The fact that Everything Everywhere All at Once won a bunch of Oscars is a fun little time capsule from that short lived time period after "Stop Asian Hate" became the new progressive virtue check, but before it became too clear where most of the Asian hate was coming from, and they had to rapidly deploy a collective update patch to memory hole the whole thing.

Mulan, because even the originals work as capsules of the times they were written, so the historical inaccuracies and presentism in Disney's version was, in its own way, quite authentic!

The original Michael Bay Transformers is exactly this type of period piece. It encapsulated everything about that era of early-2000s American culture; military dudebro Call of Duty aesthetics, jingoistic patriotism, frat boy humor, etc. That type of theming was dead and buried by the 2010s, but is maybe making a resurgence now.
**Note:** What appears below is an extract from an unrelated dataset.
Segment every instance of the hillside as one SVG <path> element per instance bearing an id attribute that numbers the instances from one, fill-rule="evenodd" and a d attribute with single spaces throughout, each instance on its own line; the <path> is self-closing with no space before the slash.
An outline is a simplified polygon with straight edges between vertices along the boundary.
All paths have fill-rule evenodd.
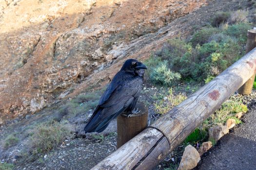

I remember hating it at the time, but it does feel nostalgic to see now with how different everything became.

God, the Linkin Park!

Less a movie and more a television series, but I can bet a decade or so from now, people are going to be writing sociological essays on the development of the Star Trek.

You could probably do that now anyways, but given how dark and bleak the latest stuff has gotten(or so I've been told), yeesh...

You can also bring in Star Trek influenced works.

Battlestar Galactica is a direct response to Voyager, 9/11 and the Iraq War (the New Caprica arc with an outright suicide bombing insurgency especially feels dated) and is progressive in a very particular way that is both familiar and distinct from how things were done post 2020.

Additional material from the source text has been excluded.